Arnold’s recommendation is to buy one search system and then add specialty tools to do controls such as taxonomies or entity extraction. He also talked about the importance of controlled vocabulary, metadata, and taxonomies, saying that this is best done by a human being such as a librarian. While a search engine can assist with this it can’t be done using the tool alone. The reality is that there’s no product that will work out of the box. Humans are needed to do search well and because of the complexity and details involved you have to be prepared to work really hard to do search well.
When asked which search vendors to keep on eye on he chose three companies. The interesting thing here is that these are all smaller companies (not the big players generally associated within this market) and only one of the three is a US company.
ISYS – quick to get up and running.
Exegy – good at handling high volume real-time data for financial industries.
PolySpot – business intelligence meets workflow plus it’s scalable.

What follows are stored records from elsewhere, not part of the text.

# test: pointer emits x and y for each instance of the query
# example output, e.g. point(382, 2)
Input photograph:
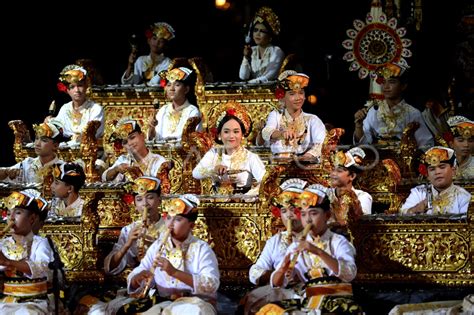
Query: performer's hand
point(420, 207)
point(360, 115)
point(220, 169)
point(165, 265)
point(247, 51)
point(134, 234)
point(141, 277)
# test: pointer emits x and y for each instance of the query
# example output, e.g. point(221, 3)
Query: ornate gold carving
point(88, 151)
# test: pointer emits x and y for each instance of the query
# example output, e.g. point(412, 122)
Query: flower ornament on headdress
point(160, 30)
point(436, 155)
point(26, 200)
point(184, 205)
point(145, 184)
point(461, 127)
point(124, 128)
point(266, 14)
point(390, 70)
point(311, 196)
point(290, 80)
point(291, 189)
point(51, 129)
point(69, 75)
point(233, 109)
point(352, 157)
point(178, 74)
point(375, 43)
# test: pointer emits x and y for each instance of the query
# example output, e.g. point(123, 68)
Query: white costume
point(271, 256)
point(75, 123)
point(309, 129)
point(196, 258)
point(40, 255)
point(171, 121)
point(242, 159)
point(73, 210)
point(150, 165)
point(386, 123)
point(130, 258)
point(335, 245)
point(32, 170)
point(365, 199)
point(143, 64)
point(264, 68)
point(452, 200)
point(466, 169)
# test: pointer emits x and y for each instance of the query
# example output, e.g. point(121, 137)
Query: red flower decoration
point(61, 87)
point(380, 80)
point(448, 136)
point(231, 112)
point(275, 211)
point(148, 34)
point(128, 199)
point(422, 169)
point(279, 93)
point(118, 146)
point(213, 131)
point(297, 212)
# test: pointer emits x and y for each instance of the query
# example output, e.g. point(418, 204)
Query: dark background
point(36, 46)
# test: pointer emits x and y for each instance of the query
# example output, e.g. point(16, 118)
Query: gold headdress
point(178, 74)
point(161, 30)
point(186, 205)
point(436, 155)
point(291, 189)
point(266, 14)
point(145, 184)
point(312, 196)
point(461, 127)
point(51, 129)
point(231, 109)
point(72, 74)
point(291, 80)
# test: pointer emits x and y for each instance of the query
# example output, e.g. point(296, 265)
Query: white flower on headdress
point(375, 43)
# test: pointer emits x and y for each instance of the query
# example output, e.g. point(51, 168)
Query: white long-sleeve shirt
point(195, 257)
point(74, 126)
point(264, 68)
point(308, 127)
point(171, 121)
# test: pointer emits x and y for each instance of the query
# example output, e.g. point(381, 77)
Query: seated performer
point(293, 131)
point(80, 110)
point(179, 264)
point(33, 170)
point(231, 166)
point(441, 196)
point(133, 242)
point(275, 248)
point(24, 259)
point(171, 118)
point(148, 67)
point(68, 180)
point(388, 121)
point(138, 158)
point(262, 62)
point(136, 237)
point(322, 260)
point(346, 167)
point(461, 140)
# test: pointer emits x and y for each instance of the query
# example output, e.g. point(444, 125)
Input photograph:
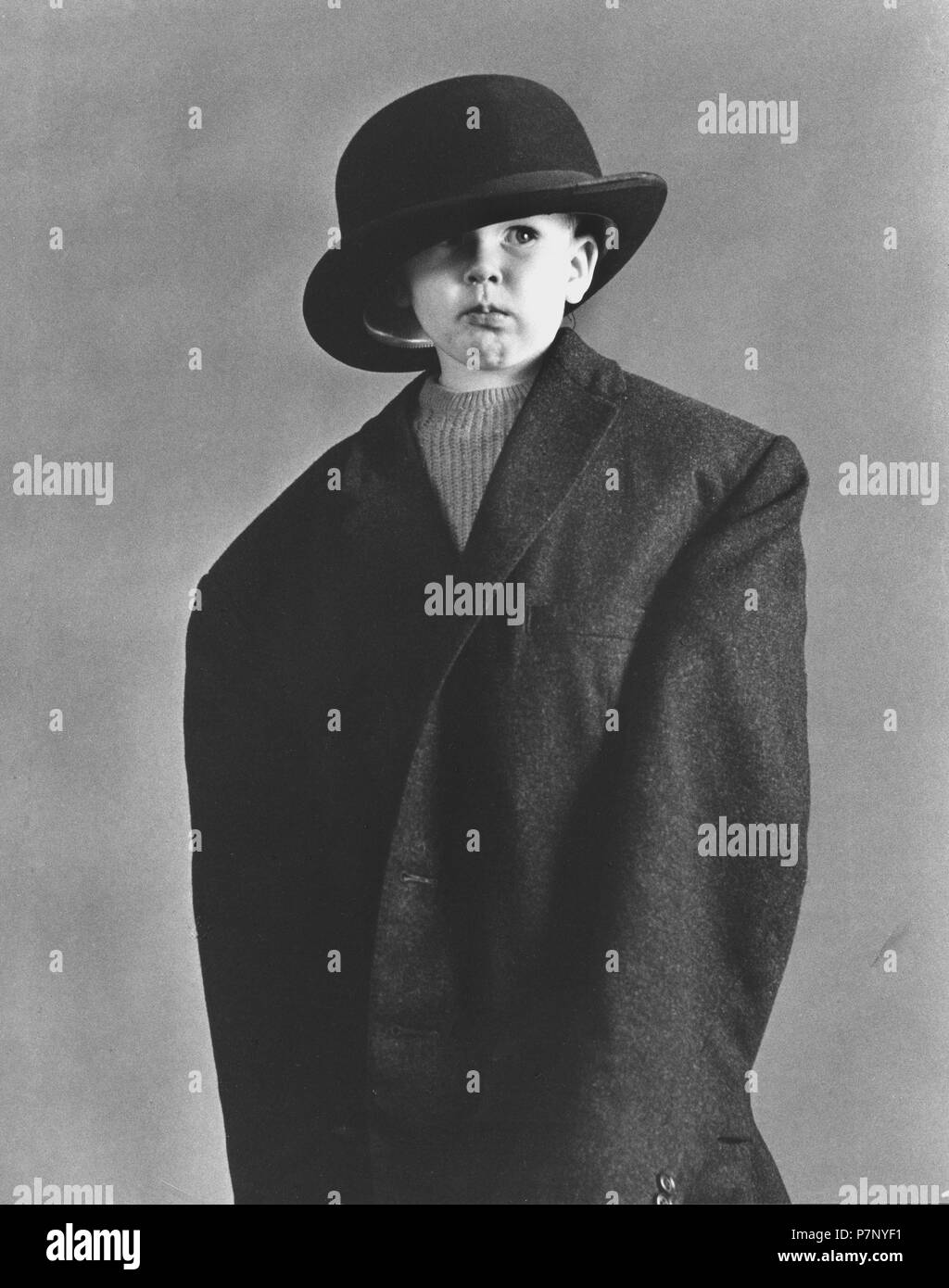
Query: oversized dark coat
point(463, 948)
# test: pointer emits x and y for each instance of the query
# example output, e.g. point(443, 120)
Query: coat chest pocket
point(577, 658)
point(567, 620)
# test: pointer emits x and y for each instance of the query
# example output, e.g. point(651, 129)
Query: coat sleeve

The other search-related session I attended was a panel of vendors from ISYS, Coveo, Vivisimo, and Access Innovations, discussing their insights into what they think is hot, and what’s coming in the search arena. Content is growing at such a crazy pace and people are more likely to keep content and are not deleting anything. For this reason refinement and mining are going to become even more important.
We see ways this is already being done with “social search” which allows users to vote, rate, tag and annotate content. This is a great way to attach metadata to community-generated content that otherwise has none. One concern with social search has been the idea of “tyranny of the majority,” meaning that if only a few people use these rating or voting functions they will bias the content, but this hasn’t really been happening. User ratings are a good way to clean things up since they push lesser ranked items down in relevancy. One of the panelists, in a rather optimistic prediction, said that eventually search will be just like electricity – you turn it on but don’t even know it. While I think we’re a long way away from that, there are a lot of exciting things happening in the world of search and it is definitely only going to grow in importance.